Nunca nos dijeron cómo se llamaban. Somos la Uno, la Dos… y así, hasta la Siete. Siempre en el mismo orden sentadas y en el mismo lugar. Era fácil reconocerlas.

No, no, nadie las había visto antes de que aparecieran por primera vez balanceándose sobre los cables, ni jamás contestaban cuando alguien intentaba averiguar su procedencia o qué hacían allí. Pero desde esa primera vez, no habían fallado jamás en varios años.

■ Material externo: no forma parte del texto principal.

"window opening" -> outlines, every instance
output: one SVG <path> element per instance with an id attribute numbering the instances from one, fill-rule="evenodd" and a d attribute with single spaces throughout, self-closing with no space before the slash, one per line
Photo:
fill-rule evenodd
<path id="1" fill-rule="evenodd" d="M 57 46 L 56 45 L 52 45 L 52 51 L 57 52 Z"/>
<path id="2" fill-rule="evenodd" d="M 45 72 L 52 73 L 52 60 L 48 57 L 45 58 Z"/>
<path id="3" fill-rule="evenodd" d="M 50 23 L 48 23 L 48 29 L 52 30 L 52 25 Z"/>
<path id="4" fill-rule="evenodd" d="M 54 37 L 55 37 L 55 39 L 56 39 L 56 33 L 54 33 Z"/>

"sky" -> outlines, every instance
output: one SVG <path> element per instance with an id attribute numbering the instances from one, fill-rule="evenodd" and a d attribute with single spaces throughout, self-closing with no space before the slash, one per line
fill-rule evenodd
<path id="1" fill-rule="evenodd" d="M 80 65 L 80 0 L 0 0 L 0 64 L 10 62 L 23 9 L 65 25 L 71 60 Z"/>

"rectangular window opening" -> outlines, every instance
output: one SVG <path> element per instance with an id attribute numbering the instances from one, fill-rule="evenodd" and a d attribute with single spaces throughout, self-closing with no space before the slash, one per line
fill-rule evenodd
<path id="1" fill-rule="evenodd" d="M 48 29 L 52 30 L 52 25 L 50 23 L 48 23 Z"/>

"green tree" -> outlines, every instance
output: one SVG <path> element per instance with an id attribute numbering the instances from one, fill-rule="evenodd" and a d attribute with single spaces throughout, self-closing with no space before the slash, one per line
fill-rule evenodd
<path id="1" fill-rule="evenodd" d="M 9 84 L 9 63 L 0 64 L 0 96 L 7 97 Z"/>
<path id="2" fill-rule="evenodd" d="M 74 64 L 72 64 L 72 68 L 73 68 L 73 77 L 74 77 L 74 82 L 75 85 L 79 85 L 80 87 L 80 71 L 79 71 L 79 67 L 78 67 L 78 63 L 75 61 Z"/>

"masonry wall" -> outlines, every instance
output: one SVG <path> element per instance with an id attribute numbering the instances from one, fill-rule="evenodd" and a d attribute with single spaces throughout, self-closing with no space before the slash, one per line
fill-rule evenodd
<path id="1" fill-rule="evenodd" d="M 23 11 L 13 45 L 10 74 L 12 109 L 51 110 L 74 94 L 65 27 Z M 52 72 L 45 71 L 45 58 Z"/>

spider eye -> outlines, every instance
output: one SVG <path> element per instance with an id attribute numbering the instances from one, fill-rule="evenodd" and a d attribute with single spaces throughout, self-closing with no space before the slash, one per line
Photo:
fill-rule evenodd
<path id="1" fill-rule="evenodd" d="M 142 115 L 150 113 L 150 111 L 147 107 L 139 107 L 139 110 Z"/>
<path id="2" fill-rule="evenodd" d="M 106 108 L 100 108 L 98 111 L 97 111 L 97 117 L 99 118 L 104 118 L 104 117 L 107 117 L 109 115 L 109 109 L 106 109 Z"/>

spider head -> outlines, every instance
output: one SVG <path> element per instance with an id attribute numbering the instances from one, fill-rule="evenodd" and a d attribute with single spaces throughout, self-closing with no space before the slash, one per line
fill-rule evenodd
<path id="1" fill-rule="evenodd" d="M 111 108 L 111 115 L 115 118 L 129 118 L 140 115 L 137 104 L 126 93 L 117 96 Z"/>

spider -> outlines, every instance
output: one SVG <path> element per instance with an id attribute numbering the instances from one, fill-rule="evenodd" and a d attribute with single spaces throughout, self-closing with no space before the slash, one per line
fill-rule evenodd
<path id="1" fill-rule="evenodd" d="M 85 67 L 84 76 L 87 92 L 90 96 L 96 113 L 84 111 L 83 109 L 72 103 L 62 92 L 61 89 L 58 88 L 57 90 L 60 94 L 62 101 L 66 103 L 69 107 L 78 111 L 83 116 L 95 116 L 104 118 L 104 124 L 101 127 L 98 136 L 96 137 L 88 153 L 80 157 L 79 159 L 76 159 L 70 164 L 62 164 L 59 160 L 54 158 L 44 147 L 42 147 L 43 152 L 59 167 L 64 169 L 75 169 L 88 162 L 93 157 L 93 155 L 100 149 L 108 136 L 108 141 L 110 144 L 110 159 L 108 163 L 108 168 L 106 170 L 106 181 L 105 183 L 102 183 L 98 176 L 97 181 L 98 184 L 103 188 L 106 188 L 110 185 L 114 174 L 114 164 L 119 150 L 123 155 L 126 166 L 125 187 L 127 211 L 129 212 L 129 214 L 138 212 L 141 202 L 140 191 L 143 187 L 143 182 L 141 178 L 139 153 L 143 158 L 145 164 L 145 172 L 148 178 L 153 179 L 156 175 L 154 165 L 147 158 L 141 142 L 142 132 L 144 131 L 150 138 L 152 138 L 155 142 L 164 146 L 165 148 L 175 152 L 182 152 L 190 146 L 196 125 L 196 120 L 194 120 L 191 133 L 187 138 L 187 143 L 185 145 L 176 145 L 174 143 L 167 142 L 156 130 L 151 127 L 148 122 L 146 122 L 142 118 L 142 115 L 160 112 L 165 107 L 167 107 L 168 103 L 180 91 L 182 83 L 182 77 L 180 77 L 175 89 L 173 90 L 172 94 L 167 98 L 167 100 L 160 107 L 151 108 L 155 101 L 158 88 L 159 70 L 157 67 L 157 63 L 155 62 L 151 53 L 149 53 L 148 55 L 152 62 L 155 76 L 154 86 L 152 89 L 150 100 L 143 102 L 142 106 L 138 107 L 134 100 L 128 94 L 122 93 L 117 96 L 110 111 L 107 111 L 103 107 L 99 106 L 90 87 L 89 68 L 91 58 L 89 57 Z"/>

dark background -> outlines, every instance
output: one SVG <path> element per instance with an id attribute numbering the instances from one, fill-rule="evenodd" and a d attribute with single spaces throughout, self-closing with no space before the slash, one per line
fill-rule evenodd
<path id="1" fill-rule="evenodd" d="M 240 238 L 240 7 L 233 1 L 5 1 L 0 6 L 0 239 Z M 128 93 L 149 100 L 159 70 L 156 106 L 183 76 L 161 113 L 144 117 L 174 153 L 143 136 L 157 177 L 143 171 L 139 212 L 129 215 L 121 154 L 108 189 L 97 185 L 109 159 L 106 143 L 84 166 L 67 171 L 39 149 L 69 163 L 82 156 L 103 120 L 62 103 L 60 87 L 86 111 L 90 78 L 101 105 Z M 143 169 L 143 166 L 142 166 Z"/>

Una mañana, de esas en las que el viento se lleva las palabras y sólo se escuchan sus latidos, yo andaba con la cabeza buscando la tierra, con unos ojos hinchados y las manos recogidas en puños. Caminaba arrastrando los pies, con un cuerpo que me pesaba en cada paso. Oí sus voces. Nena, hola, nena. Así solían llamarme. ¿Qué te pasa? ¿Qué nos cuentas? Yo simplemente me encogí de hombros, y las miré sin poder despegar mis labios. Varias gotas frías bailaban por mi mejilla.

No recuerdo qué número me habló, pero escucho aún la claridad de sus palabras. ¿De verdad crees que él vale la pena como para subirte aquí arriba y guardarle cuando llegue la hora?